William Harvey (1578-1657) did pioneering work on blood circulation in the 1600s. During his studies, Harvey noted that blood pulsated (beat or throbbed) out of a severed artery as if it were under rhythmic pressure. Nearly a century later, Stephen Hales (1677-1761), an English cler-gyman and physiologist, continued those studies. Hales devised a method to measure the pressure exerted on the blood vessels as blood was pumped through them. He inserted a brass pipe into an animal's blood vessel and used the flexible windpipe of a goose to connect the pipe to a long glass tube. The height to which the animal's blood spurted up into the tube gave a measure of the pressure on the blood.
One of Hales' most dramatic experiments using this simple manometer involved a white mare, tied flat on the ground to a stable door. The glass tube in this instance was 12 feet, 9 inches (3.8m) long, and the horse's blood rose in it to a height of 9 feet, 6 inches (2.9 m). Hales began his blood pressure measurement experimentation around 1706, continued around 1712-1713, and finally reported his technique in his 1733 book Haemastaticks ("Blood Facts").It took another century before the Hales manometer was improved upon. In 1828 French physician Jean Leonard Marie Poiseuille (1797-1869) replaced the long glass tube with a U-shaped tube filled with mercury. The tube was calibrated in millimeters of mercury to record pressure levels. The German physiologist Karl Friedrich Wilhelm Ludwig modified Poiseuille's manometer in 1847. He added a revolving cylinder and float with a revolving drum on it. By attaching a pen to it, the blood pressure levels could be recorded on this kymograph. In 1863 Etienne-Jules Marey created a better recording machine he called a sphygmograph.
A Practical Device
All of the blood pressure devices developed up to the 1870s required that the blood vessel be penetrated for the pressure to be taken. It took Samuel Siegfried von Basch (1837-1905), a German physician, to come up with the sphygmomanometer in 1876. This device was the first to measure pressure without piercing the skin. His device was replaced in 1896 by a sphygmomanometer made by Italian physician Scipione Riva-Rocci (1863-1937). This device was the prototype of today's standard instrument.It used an arm band which could be inflated until the blood flow through the arteries could no longer be detected. Air was then released from the band. The blood pressure was measured on a mercury manometer at the moment when the pulse reappeared.
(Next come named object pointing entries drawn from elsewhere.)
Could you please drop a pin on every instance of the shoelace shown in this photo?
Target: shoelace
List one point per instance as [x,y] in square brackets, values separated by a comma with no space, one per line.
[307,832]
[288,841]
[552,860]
Riva-Rocci's instrument was accurate. The only problem was that it measured only systolic pressure (pressure within the artery when the heart is contracting). Russian physician, Nikolai Korotkoff added the missing element in 1905 when he suggested that a stethoscope be used to listen to the blood flow. Heard through the stethoscope, the tapping that begins when air is released from the band is the systolic pressure. The moment the tapping sound disappears is the diastolic pressure (pressure between contractions while the heart is at rest).
Wide clinical use of blood pressure measurement using the sphygmomanometer was promoted by American surgeon Harvey Williams Cushing. Standard readings were soon established and became basic indicators of heart and lung health or problems. Today, home blood pressure devices are widely available and in use, with a mercury tube, a circular needle gauge, or an electronic display to give readings.